# Aquadive BS100 GMT



## mekenical (Nov 29, 2011)

Just arrived from Aquadive I didnt get two Isofranes only the black arrived, and a nato strap, no extra spring bars to mount the nato....anyhow heres some pictures to start.


----------



## WatchDialOrange (Dec 30, 2011)

Wow looks amazing congrats! Bet it would look good on a Orange Isofrane .


----------



## mekenical (Nov 29, 2011)

WatchDialOrange said:


> Wow looks amazing congrats! Bet it would look good on a Orange Isofrane .


Thanks! yeah it would of been nice to get the orange... Ive got one laying around I'll try on it later.


----------



## Monkeynuts (Dec 23, 2012)

Would of thought that the orange gmt came with a orange isofrane


----------



## woodruffm (Jan 16, 2015)

Such a great looking summer watch on the Orange isofrane, very surprised it wasn't part of the package. 

How does it stack up against all your previous Aquadive watches?


----------



## NM-1 (Apr 1, 2016)

I'm quite fond of my DLC but that SS looks great imo!


----------



## mekenical (Nov 29, 2011)

woodruffm said:


> Such a great looking summer watch on the Orange isofrane, very surprised it wasn't part of the package.
> 
> How does it stack up against all your previous Aquadive watches?


 Functions great and machined like a champ. Still an Aquadive for sure.


----------



## mekenical (Nov 29, 2011)

Wore it all day, Love these BS100's


----------



## Ruggs (Apr 1, 2016)

I love the 24hr detail on the chapter ring, very cool!


----------



## R2rs (Oct 22, 2011)

This one is really nice!


----------



## Spring-Diver (Jan 26, 2009)

Great photos Ken!!! Enjoy that bad boy to the fullest:-!

Cheers
Shannon


----------



## Nokie (Jul 4, 2011)

Very nice.
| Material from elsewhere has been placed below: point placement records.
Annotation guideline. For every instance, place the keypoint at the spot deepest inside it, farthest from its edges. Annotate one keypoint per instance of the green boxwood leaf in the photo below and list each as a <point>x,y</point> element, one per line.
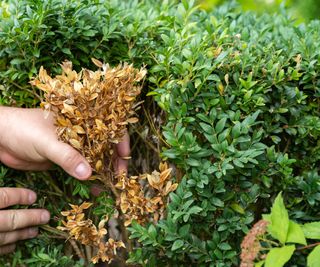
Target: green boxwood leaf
<point>311,230</point>
<point>177,244</point>
<point>277,257</point>
<point>313,260</point>
<point>295,234</point>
Like the orange accent within the dial.


----------



## Hart1000 (May 10, 2016)

GREAT set of pics!


----------



## mekenical (Nov 29, 2011)

Heres the Yellow


----------



## Chemical442 (Oct 22, 2011)

Does the GMT hand index to each hour? As in, when adjusting it, does it snap to the hour marker?


Sent from my iPhone using Tapatalk


----------



## mekenical (Nov 29, 2011)

Chemical442 said:


> Does the GMT hand index to each hour? As in, when adjusting it, does it snap to the hour marker?
> 
> Sent from my iPhone using Tapatalk


Yes


----------



## Chemical442 (Oct 22, 2011)

mekenical said:


> Yes


Thank you!


----------



## jeff wilson (Sep 3, 2010)

Now that's very nice.


----------



## mekenical (Nov 29, 2011)

Lousy phone pic


----------



## mekenical (Nov 29, 2011)

laurent1961 said:


> amazing looking piece; enjoy it


Thank you!


----------



## mekenical (Nov 29, 2011)




----------



## NM-1 (Apr 1, 2016)

mekenical said:


>


Sweet! Now if they just made a DLC stainless band as well...


----------



## roy75 (Oct 26, 2014)

What a nice looking watch! Superb, just love it!


----------



## cpapi (Nov 12, 2015)

this is an awesome piece really like it


----------